Fermez les yeux. Imaginez que vous avez le pouvoir de vous transporter dans un moment de l’histoire de votre choix. Choisissez la Révolution française, installez-vous dans cette salle imaginaire et refaites l’histoire. Figurez-vous que Louis XVI ne fût jamais guillotiné, pensez à ce que serait la France d’aujourd’hui si, à l’Élysée, était installé un homme qu’on appellerait Monseigneur ou Votre Altesse. Pensez un peu à ce que serait la France de 2014 si, dans ce palais du centre de Paris, vivait et gouvernait un monarque depuis la fin d’une Guerre civile qui aurait dévasté le pays pendant trois ans. Après les quarante années de dictature qui y auraient succédé, il serait devenu en 1978 le chef d’un nouvel État démocratique, grâce à une Constitution approuvée par référendum par tous les Français. Au moment de partir à la conquête du Brésil, l’équipe de football de cette France – qui aurait été successivement championne d’Europe en 2008, championne du monde en 2010 en Afrique du Sud et championne d’Europe en 2012 en pratiquant un football offensif et ambitieux – viendrait une nouvelle fois saluer son vieux monarque avant de quitter le royaume. D’un sourire goguenard, il les aurait tutoyés et embrassés un par un en leur souhaitant de représenter au mieux le football français au Brésil et puis surtout de profiter de leur jeunesse tant qu’ils pourraient. Le vieux roi se serait ensuite retiré dans son palais, songeant à ses quarante années de règne passées à remettre des coupes et serrer des mains d’un œil taquin.
Le Royal Paris
En quarante années de règne, il en avait vu passer, des équipes et des héros. Il était toujours grand copain avec Alfred De Stephane, l’idole argentine (de mère française) du Royal Paris, cinq fois champion d’Europe des clubs consécutivement et capitaine des Bleus finalistes à la Coupe du monde 1958 en Suède. Il avait toujours une tendresse particulière pour le grand club de la capitale maintenant dirigé par le magnat de l’immobilier Florent Peres. Cette équipe lui rappelait son grand-père adoré, Alphonse XIII qui, un jour de 1920, leur avait offert un titre monarchique. Cette proximité entre le roi et le Royal lui causerait quelques soucis des années plus tard, une fois monté sur le trône de France.
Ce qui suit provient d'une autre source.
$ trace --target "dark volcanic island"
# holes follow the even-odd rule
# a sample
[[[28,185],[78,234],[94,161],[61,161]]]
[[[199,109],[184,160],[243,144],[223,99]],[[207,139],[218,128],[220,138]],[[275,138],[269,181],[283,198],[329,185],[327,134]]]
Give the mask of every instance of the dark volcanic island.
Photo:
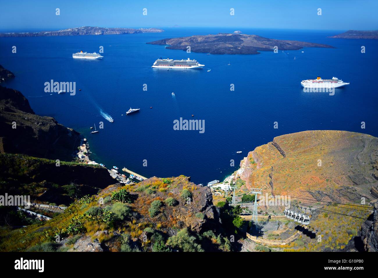
[[[147,43],[168,45],[167,48],[183,50],[189,46],[194,52],[212,54],[259,54],[259,51],[272,51],[275,46],[278,47],[279,51],[297,50],[304,47],[335,48],[325,44],[276,40],[256,35],[223,33],[164,39]]]
[[[378,39],[378,30],[373,31],[356,31],[349,30],[338,35],[328,37],[330,38],[338,39]]]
On mêlerait son nom à un supposé rachat de la dette du club dans les années 90. Il aurait bien aimé sauver le Royal, c’est vrai. Mais cette dette était bien supérieure au budget de sa Maison. Et puis qu’aurait-il fait d’un club de football ? Les grandes institutions vivent aussi de fantômes et de légendes urbaines, pensait-il. Bien mieux lui avait donc valu de se maintenir dans la neutralité qui sied à un monarque d’une si grande nation. Son fils Philippe, dauphin de France, se prendrait ensuite de passion pour l’autre équipe de Paris, réputée plus à gauche (il en deviendrait même le président d’honneur pour l’année du centenaire). Dans le royaume de France, ce si grand pays de football, la famille royale était ainsi l’allégorie de la concorde et de la grandeur de l’âme de ce peuple.
Jean-Charles de France
Mais Jean-Charles ne pourrait jamais se défaire de ce maillot blanc. Comment oublier ce jour de 1955 ? Lors de sa première sortie à l’étranger pour jouer le premier match de la première édition de la Coupe d’Europe inventée par El Equipo, le Royal Racing de son président charismatique Jacques Barnabé avait rendu visite à la famille royale en exil à Lausanne (depuis la proclamation de la Seconde République française en 1931) au mépris de la mauvaise humeur du général Francis, nouveau maître de la France. Le Royal Paris remportait sa première Coupe d’Europe au Parc des Princes quelques mois plus tard contre le Stade de Valladolid. Tandis que l’Espagne, qui avait inventé la Coupe d’Europe, la Coupe du monde et les Jeux olympiques, contractait alors un mal qui l’affligerait pendant des années et l’obligerait à attendre 1993 pour remporter son premier titre international avec l’Olympique Barcelone, le Royal Racing remportait le premier de ses dix titres européens. La France deviendrait ainsi le pays le plus titré du football. Quand elle remporta son premier Euro en 2008, puis sa première Coupe du monde en 2010, l’histoire réparait en fait une anomalie. La France était maintenant à sa place sur le trône du football international.
Une vache espagnole
Juan Carlos, le vrai (celui de l’Espagne) a vu passer plus d’un demi-siècle de succès espagnols. Il a vu comme l’Espagne, qui n’était plus rien en 1939, devint un immense pays de football d’abord avec le Real, puis le Barça, puis la sélection espagnole. Jamais on n’avait vu un roi porter aussi haut le triomphe et la chance d’une sélection. D’un œil goguenard, il reniflait les effluves de champagne libérés par cette Coupe d’Europe fraîchement décapsulée en 2008. Il riait bien, le vieux roi, avec tous ces champions. Lançant quelques clins d’œil à sa reine Sophie ou à son Iker, il s’approchait de Luis Aragonés, l’air malicieux. « Je t’ai appelé hier avant le match, Don Luis, tu m’as raccroché au nez… » , lui dit Juan Carlos. Le vieux Luis (né en 1938, la même année que son roi) qui venait de remporter le trophée en voulait encore à tous ces journalistes qui l’avaient harcelé pendant les longs mois de préparation. Il avait pris cette voix profonde et marmonnante dans le combiné pour une autre. Bon prince, il s’expliqua : « Pardonnez-moi, Majesté, je pensais que c’était un canular. » Juan Carlos se boyauta un grand coup et les deux hommes s’embrassèrent. Six ans et deux titres plus tard, l’Espagne a perdu ces deux hommes en quatre mois. Pour Aragonés, certes, c’est maintenant trop tard. Mais pour l’autre, tout est encore possible. Notre Premier ministre est d’origine espagnole. Juan Carlos est un Bourbon (comme Louis XIV). Et si l’Espagne nous prêtait donc Juan Carlos, juste pour une pige, juste pour un Mondial ? On vous le rendra, on vous jure. Avec sa tête.